In most cases, the diagnosis of migraine is made on the basis of an anamnesis and physical examination. However, in some cases, the doctor may prescribe additional studies to exclude other causes of headache or evaluate the presence of complications. Such studies include:- Magnetic resonance tomography (MRI) of the brain: MRI allows you to obtain detailed images of the brain and identify structural anomalies, such as tumors, aneurysms or malformations of blood vessels. MRI is usually prescribed for suspected secondary headache (headache caused by another disease).
- Computed tomography (CT) of the brain: CT uses x -rays to obtain images of the brain. CT can be made faster than an MRI, and can be used in emergency cases, for example, if the brain is suspected.
- ElectroenceianChalograph (GCH): EEG measures the electrical activity of the brain. EEG can be useful in the diagnosis of epilepsy or other diseases affecting the function of the brain. EEG is not a routine study in migraine, but can be prescribed in some cases, especially if the patient has cramps or changes in consciousness.

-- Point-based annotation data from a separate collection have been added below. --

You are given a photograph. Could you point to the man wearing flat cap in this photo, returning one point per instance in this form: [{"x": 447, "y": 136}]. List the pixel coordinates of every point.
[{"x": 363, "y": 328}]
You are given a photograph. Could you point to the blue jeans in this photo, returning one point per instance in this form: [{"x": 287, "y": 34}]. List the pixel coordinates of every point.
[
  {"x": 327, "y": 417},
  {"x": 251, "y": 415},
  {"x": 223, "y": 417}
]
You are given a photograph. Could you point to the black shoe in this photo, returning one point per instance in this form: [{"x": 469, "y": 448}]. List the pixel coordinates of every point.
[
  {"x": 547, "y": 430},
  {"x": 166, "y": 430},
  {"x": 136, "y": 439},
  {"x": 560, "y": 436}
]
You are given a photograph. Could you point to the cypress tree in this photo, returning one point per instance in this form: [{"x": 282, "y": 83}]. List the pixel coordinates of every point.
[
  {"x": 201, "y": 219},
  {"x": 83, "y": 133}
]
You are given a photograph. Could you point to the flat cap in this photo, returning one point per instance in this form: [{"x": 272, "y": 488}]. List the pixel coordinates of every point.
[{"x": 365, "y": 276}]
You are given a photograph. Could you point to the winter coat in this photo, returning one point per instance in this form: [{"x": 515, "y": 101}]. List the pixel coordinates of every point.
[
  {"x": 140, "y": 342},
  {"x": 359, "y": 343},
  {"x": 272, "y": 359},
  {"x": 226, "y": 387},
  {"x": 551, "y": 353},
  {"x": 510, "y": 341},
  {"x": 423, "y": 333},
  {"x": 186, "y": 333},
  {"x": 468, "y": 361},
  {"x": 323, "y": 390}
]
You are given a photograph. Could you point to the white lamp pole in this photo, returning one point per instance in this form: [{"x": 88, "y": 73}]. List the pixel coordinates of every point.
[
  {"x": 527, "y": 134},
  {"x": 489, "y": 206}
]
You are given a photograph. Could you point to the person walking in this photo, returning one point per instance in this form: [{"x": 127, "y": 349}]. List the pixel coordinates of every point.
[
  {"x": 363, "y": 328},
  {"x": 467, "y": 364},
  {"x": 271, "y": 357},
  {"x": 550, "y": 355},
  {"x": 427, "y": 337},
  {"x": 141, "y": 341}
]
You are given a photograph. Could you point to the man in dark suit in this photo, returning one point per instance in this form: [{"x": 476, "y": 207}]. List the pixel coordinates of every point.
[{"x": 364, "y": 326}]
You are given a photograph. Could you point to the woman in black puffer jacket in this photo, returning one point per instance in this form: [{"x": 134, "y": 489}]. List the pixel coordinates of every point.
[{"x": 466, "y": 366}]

- Lumbal puncture (spinal puncture): This procedure includes extracting a small amount of spinal fluid from the spinal canal. Lumbal puncture can be performed in case of suspicion of infection of the brain or spinal cord (meningitis) or hemorrhage in the subarachnoid space.
It is important to discuss with the doctor the need to conduct any additional studies, as well as the risks and advantages of these studies.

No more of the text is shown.